Create Your Map 🗺️
❤️💪🏻 To skip ahead to the Create Your Map travel hack, scroll down!
If you’ve been reading for a while, you know I have a thing for Lonely Planet guidebooks. I like them a lot. Dog-eared pages, scribbled notes in the margins, that satisfying feeling of sliding one into the outer pocket of a backpack—it feels like the beginning of something. 📘✨
But recently—and I’m not alone here; my travel groups on social media agree—the quality has gone down. They’ve stopped printing things like restaurant prices or local shop hours (which I get—those things change quickly). Instead, they’ve shifted focus to the vibe of a place: the type of traveler who’d enjoy it, the way the light hits the walls. Still fun to read, but honestly? Not nearly as helpful when you're starving and need to know if the place is open on a Tuesday.
Meanwhile, researching a trip online feels like being thrown into a digital mosh pit. There’s so much information, and not all of it’s good. If you want to go to the exact same spots that flood TikTok—go for it! But prepare for long lines and that sneaky little voice in your head wondering if you’re just on someone else’s trip.
So lately, we’ve been doing something different. A method that blends YouTube rabbit holes, ChatGPT info-gathering, and straight-up asking locals. And honestly? It’s been a game-changer. 💥
♥️💪🏻 Create Your Own Map
It’s that simple. Open your Maps app (Apple or Google) and create a guide or custom list for your trip.

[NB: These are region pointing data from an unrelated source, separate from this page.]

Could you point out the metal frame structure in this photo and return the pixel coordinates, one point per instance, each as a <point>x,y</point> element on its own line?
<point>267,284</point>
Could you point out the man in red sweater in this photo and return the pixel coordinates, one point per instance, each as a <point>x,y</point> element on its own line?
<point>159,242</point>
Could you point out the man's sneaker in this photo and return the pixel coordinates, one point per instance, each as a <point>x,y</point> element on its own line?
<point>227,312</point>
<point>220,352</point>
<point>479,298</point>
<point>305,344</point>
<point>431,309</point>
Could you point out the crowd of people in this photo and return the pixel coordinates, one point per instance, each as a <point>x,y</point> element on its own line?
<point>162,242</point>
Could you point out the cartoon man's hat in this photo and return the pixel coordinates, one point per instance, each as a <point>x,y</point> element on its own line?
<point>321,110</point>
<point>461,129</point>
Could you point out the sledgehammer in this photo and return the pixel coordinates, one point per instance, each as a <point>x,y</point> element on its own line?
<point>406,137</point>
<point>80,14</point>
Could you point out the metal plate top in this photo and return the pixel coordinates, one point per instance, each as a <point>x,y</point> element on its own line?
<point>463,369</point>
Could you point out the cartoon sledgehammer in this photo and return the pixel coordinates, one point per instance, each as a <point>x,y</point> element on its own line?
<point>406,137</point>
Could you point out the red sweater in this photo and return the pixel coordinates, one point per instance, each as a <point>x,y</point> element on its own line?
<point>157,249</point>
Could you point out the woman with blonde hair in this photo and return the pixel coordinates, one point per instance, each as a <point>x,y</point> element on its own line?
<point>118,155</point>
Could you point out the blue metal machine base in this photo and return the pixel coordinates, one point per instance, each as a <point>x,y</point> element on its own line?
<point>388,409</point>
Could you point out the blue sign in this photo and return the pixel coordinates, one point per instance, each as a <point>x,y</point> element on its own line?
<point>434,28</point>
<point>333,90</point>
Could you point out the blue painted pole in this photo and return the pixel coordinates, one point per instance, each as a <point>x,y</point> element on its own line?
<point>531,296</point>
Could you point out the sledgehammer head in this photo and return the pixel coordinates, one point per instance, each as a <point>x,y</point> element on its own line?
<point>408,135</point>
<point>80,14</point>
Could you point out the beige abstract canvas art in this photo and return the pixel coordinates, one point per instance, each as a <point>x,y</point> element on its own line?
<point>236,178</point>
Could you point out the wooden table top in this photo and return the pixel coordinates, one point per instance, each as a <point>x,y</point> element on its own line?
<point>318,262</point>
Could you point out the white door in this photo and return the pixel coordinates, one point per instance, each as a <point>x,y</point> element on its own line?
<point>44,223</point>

For our upcoming trip, I’ve got one titled "Baltics 🇫🇮🇪🇪🇱🇻🇱🇹 (2024)" under Guides in Apple Maps. As we watch shows, read books, or hear restaurant recommendations, we drop pins like breadcrumbs. 🥖 Each location becomes part of our personal travel constellation: our hotel, the Baltic opera house I read about in a magazine, a bakery mentioned in a book, a coffee shop someone on Reddit swore would change my life.

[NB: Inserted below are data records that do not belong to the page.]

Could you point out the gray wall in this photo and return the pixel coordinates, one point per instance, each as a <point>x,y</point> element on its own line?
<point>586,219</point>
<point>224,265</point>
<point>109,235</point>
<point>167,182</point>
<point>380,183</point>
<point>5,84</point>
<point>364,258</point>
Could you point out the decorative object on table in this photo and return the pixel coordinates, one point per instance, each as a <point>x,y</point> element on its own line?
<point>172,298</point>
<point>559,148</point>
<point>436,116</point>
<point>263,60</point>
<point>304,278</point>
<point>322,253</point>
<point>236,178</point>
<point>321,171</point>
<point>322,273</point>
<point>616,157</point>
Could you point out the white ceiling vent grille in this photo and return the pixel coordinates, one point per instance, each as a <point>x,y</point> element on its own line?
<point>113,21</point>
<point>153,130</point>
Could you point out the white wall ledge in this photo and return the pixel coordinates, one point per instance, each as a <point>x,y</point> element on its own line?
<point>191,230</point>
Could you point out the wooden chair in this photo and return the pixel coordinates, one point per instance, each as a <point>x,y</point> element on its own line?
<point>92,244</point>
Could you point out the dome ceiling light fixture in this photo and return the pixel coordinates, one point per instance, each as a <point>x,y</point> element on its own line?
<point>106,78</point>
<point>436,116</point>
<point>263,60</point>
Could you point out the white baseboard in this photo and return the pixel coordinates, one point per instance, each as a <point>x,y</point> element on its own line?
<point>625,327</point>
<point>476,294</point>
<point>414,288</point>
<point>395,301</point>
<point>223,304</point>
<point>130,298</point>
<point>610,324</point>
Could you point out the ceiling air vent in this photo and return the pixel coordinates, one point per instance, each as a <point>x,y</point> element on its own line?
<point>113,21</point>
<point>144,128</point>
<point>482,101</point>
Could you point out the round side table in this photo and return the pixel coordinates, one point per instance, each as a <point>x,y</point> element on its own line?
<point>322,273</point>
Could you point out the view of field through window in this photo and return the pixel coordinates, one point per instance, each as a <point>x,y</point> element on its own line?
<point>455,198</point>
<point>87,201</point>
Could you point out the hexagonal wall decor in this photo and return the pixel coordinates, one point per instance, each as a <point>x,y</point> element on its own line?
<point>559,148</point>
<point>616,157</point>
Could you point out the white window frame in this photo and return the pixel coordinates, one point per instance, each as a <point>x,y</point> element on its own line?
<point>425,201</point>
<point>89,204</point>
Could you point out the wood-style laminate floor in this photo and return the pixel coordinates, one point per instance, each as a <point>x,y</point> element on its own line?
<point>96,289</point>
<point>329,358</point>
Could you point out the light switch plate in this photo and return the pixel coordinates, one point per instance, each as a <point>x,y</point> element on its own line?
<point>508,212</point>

And once we’re there? That map saves us—especially when we’re hungry. 🍽️✨ No one wants to waste a meal abroad. Or argue while hangry over where to eat.
We add new spots the moment we land.
Ask the Uber driver his favorite sandwich place? Add to guide.
Ask the hotel concierge where she grabs a drink after work? Add to guide.
Last week in Croatia, I offered to take a photo for a couple sitting next to us in the most breathtaking seafood restaurant overlooking the Adriatic Sea. The kind of sunset where everyone goes quiet for a minute. ☀️🌊 Turns out they were from Napa Valley—wine industry pros—and we struck up a conversation. It was their last night after a full week in Split, so naturally I asked them: What was your favorite meal?
They told us about a hole-in-the-wall olive oil bar tucked deep inside the palace walls. The next day, we found it. And it turned into our favorite meal of the trip too.